I also caught up on a bunch of latter-day films I hadn't seen, but since they show up on streaming services regularly I gave them a try:
- Scoop: I have always had quite a crush on Scarlett Johansson, but she did not work in this for me. She's just not believable as a sort of awkward/nerdy character. Match Point and VCB play to her strengths. That said, it was fun to get some literal 'magic' in a Woody film - it's always been on the edges of his work but nice to see it be a big part of the story. Jackman was just fine. I actually like the story and with a different actress I think it could be something I revisited but I just found the overall feel to be not quite right. 5/10
- Cassandra's Dream: I have to say, I recall almost nothing specific about this film at all. It actually doesn't seem like his writing to me, which makes me think he was explicitly trying to write not-like-himself. Tom Wilkinson really laid a stinker in this one. I'm a fan of both Farrell and McGregor, but whatever's going on here didn't work. I might even say this is the worst Allen film I've ever seen as there was nothing redeeming about it. 1/10
- Cafe Society: Wow, what a delight. Jesse Eisenberg is a natural for Woody dialogue. The real gem of the film though, is Kristen Stewart. I admit I had a very low opinion of her before - my girlfriend is a big Twilight fan and I just could not stomach any of it. But she is truly wonderful here, I'd even say Oscar-worthy. There is a lot of subtlety to the performance, and I just found her magnetic. Was anyone else surprised by her here? The setting was right up my alley, and I could've watched another hour of that story. That is probably the only downside of the film to me - it ends abruptly and awkwardly.

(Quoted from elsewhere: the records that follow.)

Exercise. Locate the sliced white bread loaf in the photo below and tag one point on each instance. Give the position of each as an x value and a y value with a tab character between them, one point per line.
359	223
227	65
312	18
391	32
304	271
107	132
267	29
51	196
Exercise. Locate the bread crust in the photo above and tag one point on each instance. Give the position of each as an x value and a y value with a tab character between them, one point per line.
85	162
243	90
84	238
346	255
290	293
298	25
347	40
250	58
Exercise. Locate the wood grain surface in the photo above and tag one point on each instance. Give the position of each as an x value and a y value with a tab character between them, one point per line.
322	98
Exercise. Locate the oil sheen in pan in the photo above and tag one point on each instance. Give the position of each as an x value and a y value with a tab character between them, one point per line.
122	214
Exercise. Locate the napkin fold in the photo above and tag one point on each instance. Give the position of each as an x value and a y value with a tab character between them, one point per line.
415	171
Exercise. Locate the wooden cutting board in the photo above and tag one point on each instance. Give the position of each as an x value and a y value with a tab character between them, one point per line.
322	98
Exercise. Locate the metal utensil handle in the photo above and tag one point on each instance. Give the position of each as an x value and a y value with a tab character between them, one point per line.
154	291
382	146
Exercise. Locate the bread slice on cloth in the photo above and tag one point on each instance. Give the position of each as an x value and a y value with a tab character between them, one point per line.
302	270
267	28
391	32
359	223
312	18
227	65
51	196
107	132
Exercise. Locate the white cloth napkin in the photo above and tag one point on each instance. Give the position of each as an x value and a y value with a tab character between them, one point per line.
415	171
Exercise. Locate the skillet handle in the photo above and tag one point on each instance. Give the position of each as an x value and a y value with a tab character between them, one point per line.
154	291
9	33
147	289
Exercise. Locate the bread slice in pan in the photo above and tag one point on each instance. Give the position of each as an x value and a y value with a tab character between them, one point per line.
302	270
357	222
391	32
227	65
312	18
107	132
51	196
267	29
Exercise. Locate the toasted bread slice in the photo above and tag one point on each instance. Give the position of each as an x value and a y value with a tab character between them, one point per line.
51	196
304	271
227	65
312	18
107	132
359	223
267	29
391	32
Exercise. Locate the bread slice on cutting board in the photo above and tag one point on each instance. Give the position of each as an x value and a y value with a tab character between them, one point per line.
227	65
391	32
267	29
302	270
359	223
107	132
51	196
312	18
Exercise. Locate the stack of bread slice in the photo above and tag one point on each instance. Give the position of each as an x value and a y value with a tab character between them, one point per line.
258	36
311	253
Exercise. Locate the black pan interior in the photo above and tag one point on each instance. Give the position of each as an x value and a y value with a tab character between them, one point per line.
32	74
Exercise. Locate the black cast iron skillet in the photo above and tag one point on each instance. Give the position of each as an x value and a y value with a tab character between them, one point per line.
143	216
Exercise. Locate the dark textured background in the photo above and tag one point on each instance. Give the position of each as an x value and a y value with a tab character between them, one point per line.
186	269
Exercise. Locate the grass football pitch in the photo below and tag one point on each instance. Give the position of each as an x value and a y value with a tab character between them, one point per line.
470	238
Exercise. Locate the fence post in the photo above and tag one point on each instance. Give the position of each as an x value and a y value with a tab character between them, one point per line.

Besides that, I'm surprised it was rather overlooked on release. 9/10
- Magic in the Moonlight: Visually gorgeous but one of the lightest confections in the Woody oeuvre. I actually wouldn't mind having it in the background, I find the setting quite cozy. But there's not a whole lot going on, and the may-september romance is starting to be a retread of a retread at this point and just invites flippant critical and audience reactions. Colin Firth doesn't really fit any of the usual character templates you see in these films, so it was a nice change. 6/10
- Irrational Man: I'm the biggest fan of Joaquin Phoenix (his performance in Inherent Vice is perhaps my favorite of all time), but this felt a little phoned in on his part. I'm actually surprised he took the role because he doesn't do much with it and I wouldn't see what would draw him to it besides the 'actors want a woody film on their resume' factor. The story is one of the most ridiculous of any Woody film. This one just kind of sat there on the screen. Emma Stone doesn't help things. Not as utterly forgettable as Cassandra's Dream but might be bottom 5 for me. 3/10
- A Rainy Day in New York: I'm a sucker for any of the NYC-porn woody films, and this certainly delivers on that aspect. I'm neutral on Chalamet overall but he seemed right for the part. Fanning's ingenue sort of works in her physicality but her acting seemed very fake and not believable to me. I do not understand the appeal of Gomez at all. Her Daria-ish straight faced monotone buried Only Murders In The Building (which I might have otherwise enjoyed) and she adds nothing here. Her character is also extremely vague. Compare this part to someone like Blake Lively in Cafe Society who has little screen time as the 'other woman' but dazzles. Cherry Jones knocks her scene out of the park, clearly the best in the film - though I think it was a little weighty for what came before and not early earned. Overall I felt this was much better than I had read, but that's not saying much. 6/10
I'd like to try to see Wonder Wheel and Rifkin's Festival at some point soon.
Although he seems okay and hasn't disclosed any significant health issues, I am definitely starting to feel the 'uh oh, it's coming' feeling about Woody's impending death. I really wish he could just continue to make films forever even into my old age. I think I'd always seek them out even if the hit rate isn't what it was. So a sort of sad feeling overall. The debacle with the press and the HBO documentary has shaded my mood as well.